Dans tout le pays, il y a beaucoup de préjugés négatifs envers les minorités. C’est encore plus fort envers les habitants de Stolipinovo, à tel point que les médias parlent du quartier comme d’une « jungle  ». La venue de jeunes du centre ville dans ce quartier n’est pas habituelle. Certains de ces jeunes cachent leur implication dans le quartier à leur famille ou leurs amis.

Le commencement : prendre le temps de connaître les habitants (septembre 2015-décembre 2017)

Quand il fait beau, le quartier est très animé. Beaucoup d’habitants sont dehors, exerçant une activité, parlant à leurs voisins, échangeant des nouvelles. Beaucoup s’asseyent dehors, sur des chaises en plastique, et forment des petits groupes. Les habitants ont l’habitude de se déplacer avec leur propre chaise pour aller s’asseoir auprès d’autres personnes et discuter ensemble.

Intervenant dans le cadre du Festival international d’architecture qui se déroule tous les étés à Plovdiv, une artiste néerlandaise avait été surprise de cette façon d’entrer en discussion propre aux habitants du quartier. Au cours de la semaine du festival, elle a proposé aux participants de son atelier d’entrer en interaction avec les habitants de Stolipinovo en parcourant le quartier avec une chaise en plastique, pour s’asseoir et dialoguer avec les habitants à leur manière.

Genika, Nikola et Rossi ont participé à l’atelier de cette artiste pour rencontrer les habitants du quartier à leur manière. A la fin de chaque discussion avec des habitants, il leur était proposé d’écrire les mots ou la phrase clef de la discussion sur la chaise. Au fur et à mesure des rencontres, la chaise a été couverte de phrases, comme par exemple :

 » Je n’avais pas de chaussures, de vêtements pour étudier « 
 » L’éducation, c’est tout.

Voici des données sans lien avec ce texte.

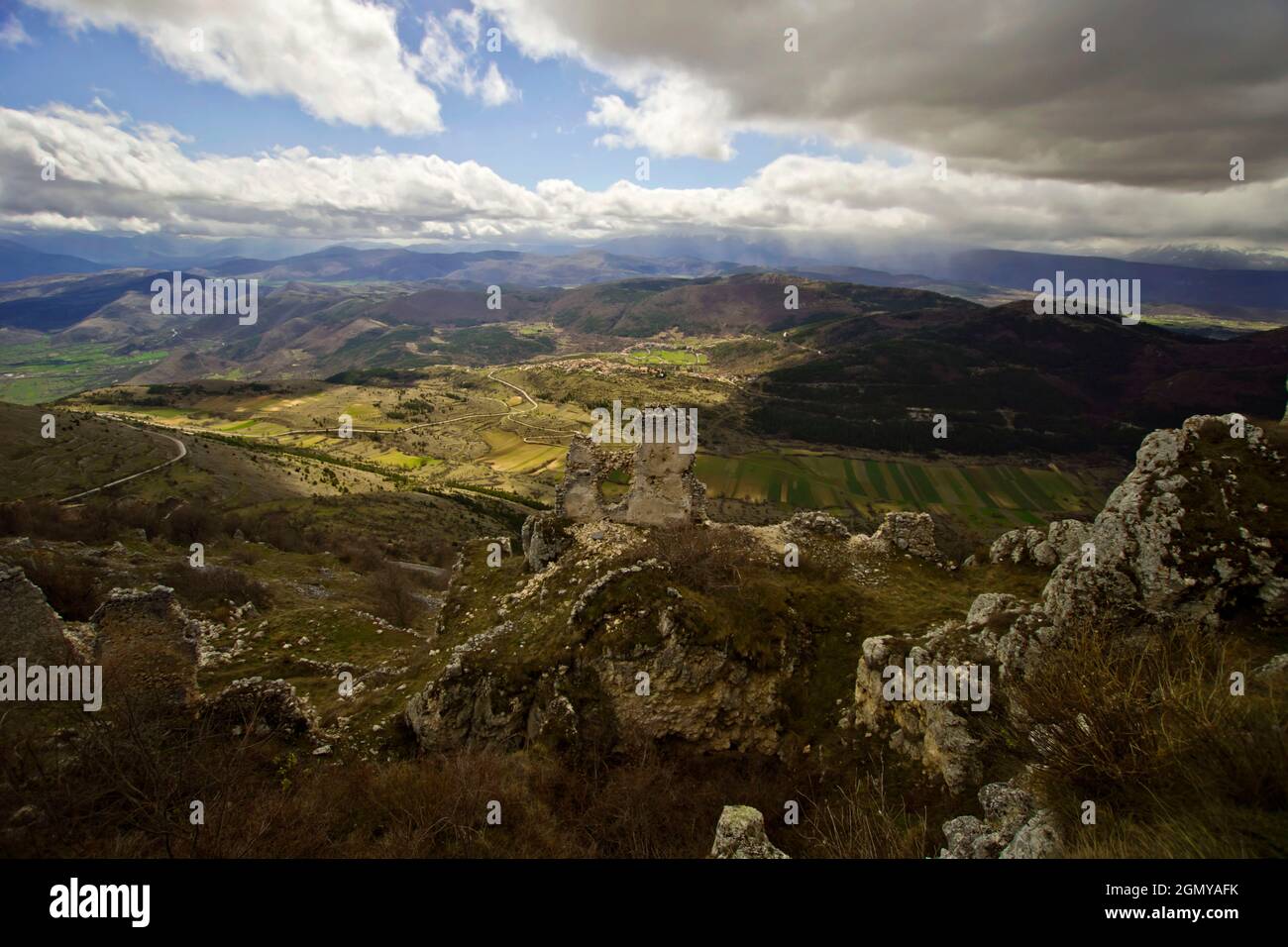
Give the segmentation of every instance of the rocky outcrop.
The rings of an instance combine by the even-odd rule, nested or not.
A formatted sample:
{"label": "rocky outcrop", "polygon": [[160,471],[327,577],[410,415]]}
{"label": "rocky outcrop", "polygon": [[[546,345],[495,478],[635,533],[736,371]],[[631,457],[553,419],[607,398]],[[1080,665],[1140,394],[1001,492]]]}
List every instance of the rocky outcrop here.
{"label": "rocky outcrop", "polygon": [[1091,526],[1077,519],[1057,519],[1045,532],[1032,527],[1011,530],[989,546],[988,560],[1055,568],[1061,559],[1078,553],[1090,533]]}
{"label": "rocky outcrop", "polygon": [[0,665],[66,665],[80,657],[45,594],[15,566],[0,563]]}
{"label": "rocky outcrop", "polygon": [[[1288,579],[1276,550],[1288,548],[1288,535],[1276,505],[1288,477],[1258,428],[1248,424],[1243,437],[1231,435],[1235,420],[1191,417],[1146,437],[1136,466],[1094,523],[1061,521],[1046,533],[1018,530],[994,542],[993,562],[1046,566],[1059,557],[1041,602],[984,593],[963,621],[913,638],[866,639],[855,723],[961,791],[983,776],[972,714],[961,701],[887,700],[887,669],[902,679],[907,666],[987,666],[992,683],[1005,688],[1059,639],[1083,630],[1139,634],[1177,622],[1216,629],[1234,615],[1244,624],[1282,626]],[[1005,709],[1005,701],[994,706]],[[963,826],[957,828],[965,832]],[[1007,857],[1048,850],[1052,831],[1038,819],[1007,844]],[[981,844],[992,849],[994,841]]]}
{"label": "rocky outcrop", "polygon": [[711,858],[787,858],[765,835],[765,817],[750,805],[726,805],[716,823]]}
{"label": "rocky outcrop", "polygon": [[[1231,435],[1239,430],[1243,437]],[[1234,415],[1155,430],[1086,541],[1095,564],[1066,555],[1042,598],[1061,629],[1195,620],[1209,627],[1236,603],[1269,621],[1288,611],[1283,459]]]}
{"label": "rocky outcrop", "polygon": [[242,678],[206,701],[202,715],[236,733],[308,736],[318,729],[307,696],[285,680]]}
{"label": "rocky outcrop", "polygon": [[818,533],[840,539],[846,539],[850,535],[850,531],[845,528],[845,523],[831,513],[822,513],[819,510],[797,510],[792,514],[791,519],[783,523],[783,530],[791,535]]}
{"label": "rocky outcrop", "polygon": [[616,588],[661,568],[647,560],[591,582],[569,609],[567,633],[578,643],[568,662],[536,680],[489,669],[497,649],[515,647],[511,621],[453,647],[442,674],[407,703],[420,746],[567,746],[592,733],[613,745],[676,740],[698,751],[775,752],[799,643],[784,642],[761,666],[705,643],[679,593],[647,608]]}
{"label": "rocky outcrop", "polygon": [[990,782],[979,791],[984,818],[958,816],[944,823],[947,848],[940,858],[1056,858],[1060,828],[1052,813],[1011,782]]}
{"label": "rocky outcrop", "polygon": [[184,613],[174,589],[112,589],[90,624],[108,698],[118,689],[173,705],[197,696],[202,629]]}
{"label": "rocky outcrop", "polygon": [[931,562],[943,558],[935,545],[935,521],[929,513],[886,513],[871,542],[890,553],[908,553]]}
{"label": "rocky outcrop", "polygon": [[532,572],[540,572],[563,555],[572,544],[568,521],[554,513],[533,513],[523,521],[523,557]]}
{"label": "rocky outcrop", "polygon": [[[564,479],[555,492],[555,517],[574,523],[611,519],[632,526],[681,526],[706,519],[706,487],[693,474],[694,454],[675,443],[640,443],[634,456],[601,450],[585,434],[573,437]],[[616,472],[630,475],[626,495],[611,502],[601,487]]]}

Il y a des gens intelligents ici « .
 » Nos plus gros problèmes sont l’électricité, l’eau et obtenir des documents d’identité « .

De toutes ces phrases est né un rap, écrit et interprété avec des jeunes du quartier.

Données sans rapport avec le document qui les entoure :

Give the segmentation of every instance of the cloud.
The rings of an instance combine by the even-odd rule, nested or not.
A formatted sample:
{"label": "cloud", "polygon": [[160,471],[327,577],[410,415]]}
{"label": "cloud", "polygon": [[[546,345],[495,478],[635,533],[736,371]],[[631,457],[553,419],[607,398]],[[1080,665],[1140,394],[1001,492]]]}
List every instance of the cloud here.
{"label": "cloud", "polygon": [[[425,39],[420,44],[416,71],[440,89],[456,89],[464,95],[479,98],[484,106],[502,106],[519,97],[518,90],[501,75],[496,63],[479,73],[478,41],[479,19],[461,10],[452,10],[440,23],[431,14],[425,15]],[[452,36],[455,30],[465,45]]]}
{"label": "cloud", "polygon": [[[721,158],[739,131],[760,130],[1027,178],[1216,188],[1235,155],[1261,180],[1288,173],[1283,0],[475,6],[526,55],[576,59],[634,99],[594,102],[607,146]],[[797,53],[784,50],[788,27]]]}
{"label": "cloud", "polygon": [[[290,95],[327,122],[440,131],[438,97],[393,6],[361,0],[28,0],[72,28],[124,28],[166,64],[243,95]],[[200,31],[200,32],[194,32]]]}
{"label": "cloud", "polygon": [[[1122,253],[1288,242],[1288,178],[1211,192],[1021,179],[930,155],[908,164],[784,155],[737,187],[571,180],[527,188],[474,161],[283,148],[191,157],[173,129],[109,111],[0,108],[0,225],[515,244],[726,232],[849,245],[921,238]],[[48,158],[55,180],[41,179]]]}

Cette première initiative d’écrire un chant ensemble nous a permis de bâtir un début de confiance avec des habitants du quartier, et de faire équipe avec Genika, Nikola et Rossi. Ensuite, nous nous sommes mis d’accord sur les objectifs que nous voulions atteindre ensemble : aller à la rencontre des habitants de ce quartier pour apprendre à les connaître, et réfléchir avec eux à ce qui pourrait être fait pour que la vie dans le quartier change, pour que l’image du quartier change. Une de nos motivations était de permettre que le quartier soit intégré dans toute la démarche pour réussir Plovdiv 2019 – Capitale européenne de la culture : Plovdiv « Ensemble » avec tous ses habitants autour d’initiatives culturelles.

Nous avons donc décidé de continuer de bâtir des relations de confiance avec les habitants en utilisant la « méthode des chaises ». Nous étions six « étrangers au quartier » à circuler, répartis en deux groupes, une journée par semaine. Étant les plus âgés de cette équipe, nous (Benoît et Véronique) amenions une certaine sécurité. Cela aidait aussi pour bâtir la confiance avec toutes les générations au sein du quartier. Genika, Nikola et Rossi nous traduisaient ce que disaient les habitants. Ce n’était pas rien ! De toute manière, pour les habitants, nous étions tous des « étrangers au quartier » ! Bulgares ou français, peu importe. Et ce d’autant plus que nous rencontrions des enfants et des jeunes qui ne parlaient pas toujours le bulgare non plus, mais un dialecte turc. Après tout, le turc est la langue maternelle de 85 % des habitants du quartier.

Passer du temps à marcher simplement dans ce grand quartier nous dépaysait complètement. Nous avons découvert un quartier plein de vie, plein d’activité. Une partie plus riche du quartier est composée d’artisans, en particulier des ferronniers. Il y a aussi des barbiers et beaucoup de magasins liés à l’industrie du mariage et des fêtes. D’autres métiers sont plus informels, comme la cuisine de rue ou la vente de diverses choses récupérées, parfois transportées à l’aide d’une vieille poussette. D’autres coupent des palettes en petits morceaux et les revendent pour en faire du bois de chauffe. D’autres enfin ramassent tout ce qui peut se brûler, et récupèrent dans les poubelles tout ce qui peut être utile. Une autre activité consiste à récupérer des fils de cuivre, à les dé-tortiller puis à brûler le plastique avec les odeurs qui s’en dégagent…

Certaines personnes ont des emplois salariés non qualifiés soit en travaillant comme éboueur ou agent de nettoyage pour la ville, soit dans des usines de la région. Les salaires sont très faibles et ne permettent pas de faire vivre une famille, mais donnent accès à l’assurance maladie pour toute la famille.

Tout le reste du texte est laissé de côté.